Kvrivishvili adds perspective here, “Through the centuries, a guest was a rare gift in the region. So, hosts were extremely glad when visitors knocked at the door and did everything in order to host them properly.”
Locals are traditional though, and they have deep love for the land. If you want to build a warm relationship with locals, know that Svaneti is everything to them and they may get hurt even by a joke about their region or tradition, she warns.
A ski holiday in Svaneti is wilder than the apres-ski-loving European mountain towns—and it costs fewer dollars. “Svaneti is one of the most remote ski destinations on the whole planet. That’s why it offers untouched slopes that feel like pillow-like surfaces while ski-touring.”
If Georgia’s untamed land is on your radar this winter, here’s a quick guide to get you started.
Best time to go: Summers bring blooms and hikes, and winters are a snowy fairy tale. If you’re ready to stay in sub-zero temperatures, then remember that the stone towers will pop out more with the snow-covered peaks in the background, though some hikes will be too snow-flushed to walk.

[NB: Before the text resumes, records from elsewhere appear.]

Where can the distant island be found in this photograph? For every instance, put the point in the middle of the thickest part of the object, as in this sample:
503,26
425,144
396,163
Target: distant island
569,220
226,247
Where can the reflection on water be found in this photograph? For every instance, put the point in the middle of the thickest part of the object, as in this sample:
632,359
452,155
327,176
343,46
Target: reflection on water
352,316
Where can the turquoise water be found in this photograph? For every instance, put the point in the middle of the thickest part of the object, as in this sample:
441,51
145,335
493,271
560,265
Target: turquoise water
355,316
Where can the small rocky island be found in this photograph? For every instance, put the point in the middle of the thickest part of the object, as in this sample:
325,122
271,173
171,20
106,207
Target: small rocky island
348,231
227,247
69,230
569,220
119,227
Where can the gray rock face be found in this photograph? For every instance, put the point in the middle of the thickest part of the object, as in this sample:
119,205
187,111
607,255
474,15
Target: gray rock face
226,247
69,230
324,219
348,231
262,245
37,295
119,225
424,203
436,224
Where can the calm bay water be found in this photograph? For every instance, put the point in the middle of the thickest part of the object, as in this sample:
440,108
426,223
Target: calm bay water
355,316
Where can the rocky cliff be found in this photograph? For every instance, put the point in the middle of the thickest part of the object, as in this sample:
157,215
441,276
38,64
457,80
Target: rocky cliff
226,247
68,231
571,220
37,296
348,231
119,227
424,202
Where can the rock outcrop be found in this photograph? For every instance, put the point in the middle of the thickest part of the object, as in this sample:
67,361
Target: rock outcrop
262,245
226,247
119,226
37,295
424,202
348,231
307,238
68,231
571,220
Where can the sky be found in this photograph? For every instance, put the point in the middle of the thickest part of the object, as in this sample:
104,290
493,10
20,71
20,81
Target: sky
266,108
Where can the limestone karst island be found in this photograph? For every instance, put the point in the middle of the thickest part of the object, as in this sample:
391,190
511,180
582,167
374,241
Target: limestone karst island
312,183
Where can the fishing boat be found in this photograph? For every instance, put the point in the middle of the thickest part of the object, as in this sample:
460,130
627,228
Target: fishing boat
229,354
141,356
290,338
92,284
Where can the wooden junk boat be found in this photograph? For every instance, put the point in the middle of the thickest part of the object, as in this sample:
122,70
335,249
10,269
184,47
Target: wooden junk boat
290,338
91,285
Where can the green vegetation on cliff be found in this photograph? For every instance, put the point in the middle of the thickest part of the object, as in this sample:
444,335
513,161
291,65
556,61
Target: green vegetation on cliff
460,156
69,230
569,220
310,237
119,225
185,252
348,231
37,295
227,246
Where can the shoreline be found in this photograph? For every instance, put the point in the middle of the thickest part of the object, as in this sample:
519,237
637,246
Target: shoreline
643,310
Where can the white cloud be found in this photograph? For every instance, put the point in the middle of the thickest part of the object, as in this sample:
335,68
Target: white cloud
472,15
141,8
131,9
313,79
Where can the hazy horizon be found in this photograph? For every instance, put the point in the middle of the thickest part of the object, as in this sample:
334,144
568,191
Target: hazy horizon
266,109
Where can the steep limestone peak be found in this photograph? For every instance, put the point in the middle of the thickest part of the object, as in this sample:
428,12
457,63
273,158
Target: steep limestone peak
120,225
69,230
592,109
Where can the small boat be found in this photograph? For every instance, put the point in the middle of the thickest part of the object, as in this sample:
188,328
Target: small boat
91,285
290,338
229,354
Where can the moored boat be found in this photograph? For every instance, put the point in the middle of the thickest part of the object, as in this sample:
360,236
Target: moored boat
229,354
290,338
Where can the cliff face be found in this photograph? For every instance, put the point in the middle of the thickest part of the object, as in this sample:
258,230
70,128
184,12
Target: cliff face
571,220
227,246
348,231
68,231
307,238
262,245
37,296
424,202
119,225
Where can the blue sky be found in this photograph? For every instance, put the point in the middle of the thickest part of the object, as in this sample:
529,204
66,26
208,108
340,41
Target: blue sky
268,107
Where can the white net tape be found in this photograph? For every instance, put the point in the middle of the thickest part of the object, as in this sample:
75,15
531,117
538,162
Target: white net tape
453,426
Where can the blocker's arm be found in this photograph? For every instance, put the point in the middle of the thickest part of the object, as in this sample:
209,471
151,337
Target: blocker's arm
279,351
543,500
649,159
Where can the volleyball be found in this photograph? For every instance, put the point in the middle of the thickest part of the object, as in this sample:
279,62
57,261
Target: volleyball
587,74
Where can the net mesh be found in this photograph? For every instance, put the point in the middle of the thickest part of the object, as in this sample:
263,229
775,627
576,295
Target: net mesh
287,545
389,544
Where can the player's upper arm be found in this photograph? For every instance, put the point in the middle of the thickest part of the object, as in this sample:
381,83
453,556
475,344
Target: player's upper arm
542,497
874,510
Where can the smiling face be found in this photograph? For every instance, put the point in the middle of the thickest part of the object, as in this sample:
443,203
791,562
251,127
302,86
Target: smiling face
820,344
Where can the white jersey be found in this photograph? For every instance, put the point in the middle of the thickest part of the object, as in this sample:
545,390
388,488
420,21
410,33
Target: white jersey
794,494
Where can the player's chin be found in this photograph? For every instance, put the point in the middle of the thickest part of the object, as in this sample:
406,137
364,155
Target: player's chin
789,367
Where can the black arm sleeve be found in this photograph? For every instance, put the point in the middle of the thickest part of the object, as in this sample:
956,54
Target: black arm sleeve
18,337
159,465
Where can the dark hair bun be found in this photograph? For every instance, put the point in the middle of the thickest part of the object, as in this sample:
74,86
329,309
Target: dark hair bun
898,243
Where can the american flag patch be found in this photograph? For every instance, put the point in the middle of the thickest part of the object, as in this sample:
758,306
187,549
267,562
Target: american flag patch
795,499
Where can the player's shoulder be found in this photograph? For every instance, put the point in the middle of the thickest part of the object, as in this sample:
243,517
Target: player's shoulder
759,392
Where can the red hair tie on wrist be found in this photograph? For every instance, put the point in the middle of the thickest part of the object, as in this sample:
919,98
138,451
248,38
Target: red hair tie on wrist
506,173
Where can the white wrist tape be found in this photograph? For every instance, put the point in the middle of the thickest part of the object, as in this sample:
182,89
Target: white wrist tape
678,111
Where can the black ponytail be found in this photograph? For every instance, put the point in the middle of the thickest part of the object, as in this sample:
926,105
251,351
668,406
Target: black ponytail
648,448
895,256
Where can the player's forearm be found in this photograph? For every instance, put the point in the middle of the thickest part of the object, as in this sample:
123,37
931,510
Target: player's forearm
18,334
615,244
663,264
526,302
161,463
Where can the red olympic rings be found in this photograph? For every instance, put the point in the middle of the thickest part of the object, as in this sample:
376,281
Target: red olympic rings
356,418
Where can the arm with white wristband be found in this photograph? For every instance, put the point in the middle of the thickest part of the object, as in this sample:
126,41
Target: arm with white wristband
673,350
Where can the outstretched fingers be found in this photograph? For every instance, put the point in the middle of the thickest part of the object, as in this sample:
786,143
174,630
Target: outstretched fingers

Visit: The History and Ethnography Museum of Mestia for an insight into the region and see how the people here once lived. “You’ll discover engravings, beautiful jewelry, ancient weapons, and even the golden coins with the name of Alexander the Great.”
Eat: Mariam Kvrivishvili recommends Kubdari, a flatbread stuffed with meat; Tashmijabi, cheese potatoes; Chishtvari, hoecake prepared with melting cheese. Svanetians also make a traditional Svanetian salt that adds flavor to every dish.
Stay: Hotel Posta, close to the museum in Mestia, or a local guesthouse where you’ll be treated like family.